Verify all three of the following:

1. **Option correctness** — Based on the standard and stem alone (ignoring the explanation), determine what correct formatting looks like for each work type (book → `<i>` or `<u>`; poem/article/song/chapter → `"..."`). Read each option's raw text/markup and verify:
   - The designated correct answer option actually contains the required markup applied to the right word(s).
   - If the correct answer option's markup does NOT match what the standard requires → `factual_accuracy = 0.0`.

2. **Distractor validity** — Verify that none of the incorrect options accidentally also contains correct formatting, which would make it an additional correct answer. If a distractor is accidentally correct → `factual_accuracy = 0.0`.

3. **Explanation alignment** — Verify that `answer_explanation` (if present) agrees with your independent assessment from steps 1 and 2. A mismatch between the explanation and the actual option text → `factual_accuracy = 0.0`.

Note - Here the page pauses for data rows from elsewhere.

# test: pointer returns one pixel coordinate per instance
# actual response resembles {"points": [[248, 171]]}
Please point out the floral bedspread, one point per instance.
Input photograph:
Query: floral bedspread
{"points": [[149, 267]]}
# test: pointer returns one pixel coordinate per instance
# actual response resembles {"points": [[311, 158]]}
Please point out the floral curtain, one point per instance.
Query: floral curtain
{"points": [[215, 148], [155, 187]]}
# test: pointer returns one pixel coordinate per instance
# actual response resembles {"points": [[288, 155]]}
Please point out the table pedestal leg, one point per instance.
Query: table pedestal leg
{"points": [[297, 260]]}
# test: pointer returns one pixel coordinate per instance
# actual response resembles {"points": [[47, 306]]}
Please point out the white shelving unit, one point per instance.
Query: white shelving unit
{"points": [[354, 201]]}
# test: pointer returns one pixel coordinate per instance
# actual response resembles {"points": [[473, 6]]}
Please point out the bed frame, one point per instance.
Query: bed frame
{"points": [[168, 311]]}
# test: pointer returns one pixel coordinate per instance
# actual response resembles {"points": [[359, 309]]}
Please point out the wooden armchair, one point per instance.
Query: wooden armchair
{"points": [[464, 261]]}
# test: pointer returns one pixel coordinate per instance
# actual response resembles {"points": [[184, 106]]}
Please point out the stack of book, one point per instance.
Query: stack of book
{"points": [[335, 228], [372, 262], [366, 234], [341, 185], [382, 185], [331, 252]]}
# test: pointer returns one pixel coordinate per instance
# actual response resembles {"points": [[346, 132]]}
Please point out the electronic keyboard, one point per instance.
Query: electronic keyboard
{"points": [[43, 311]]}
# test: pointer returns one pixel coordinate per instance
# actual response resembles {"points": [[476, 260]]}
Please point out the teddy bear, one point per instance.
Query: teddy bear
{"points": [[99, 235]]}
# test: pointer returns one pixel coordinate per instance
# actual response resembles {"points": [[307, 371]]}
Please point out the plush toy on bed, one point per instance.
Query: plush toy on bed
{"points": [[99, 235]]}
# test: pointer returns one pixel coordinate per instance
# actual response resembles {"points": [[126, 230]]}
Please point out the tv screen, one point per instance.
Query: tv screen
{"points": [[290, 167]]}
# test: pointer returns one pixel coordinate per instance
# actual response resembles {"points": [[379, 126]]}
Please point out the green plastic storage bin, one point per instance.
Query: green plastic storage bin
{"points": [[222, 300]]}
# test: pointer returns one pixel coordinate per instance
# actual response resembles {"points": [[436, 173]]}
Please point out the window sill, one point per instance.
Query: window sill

**If `answer_explanation` is absent**: Do NOT assume correctness. Perform steps 1 and 2 from the raw option text alone. A missing explanation is not itself a failure, but it removes the safety net — the options must stand on their own.

**This does NOT change the general rendering assumption** — for non-formatting-convention questions, references to formatting in the stem are still assumed to render correctly and are never a clarity issue.

**FORMATTING-CONVENTION MISMATCH** (applies when the question tests formatting conventions):
- The designated correct answer option does not actually contain the required formatting markup in its raw text (e.g., answer key says C but option C's text has no `<i>`, `<u>`, or `"..."` on the title)
- A distractor option accidentally contains the correct formatting, making it also a valid answer
- The `answer_explanation` (when present) describes formatting that does not exist in the actual option text, or agrees with an option that is not correctly formatted
- **CRITICAL**: Always read each option's raw markup directly to verify. Do NOT infer option correctness from the explanation alone. If `answer_explanation` is absent, verify options 1 and 2 from raw text only.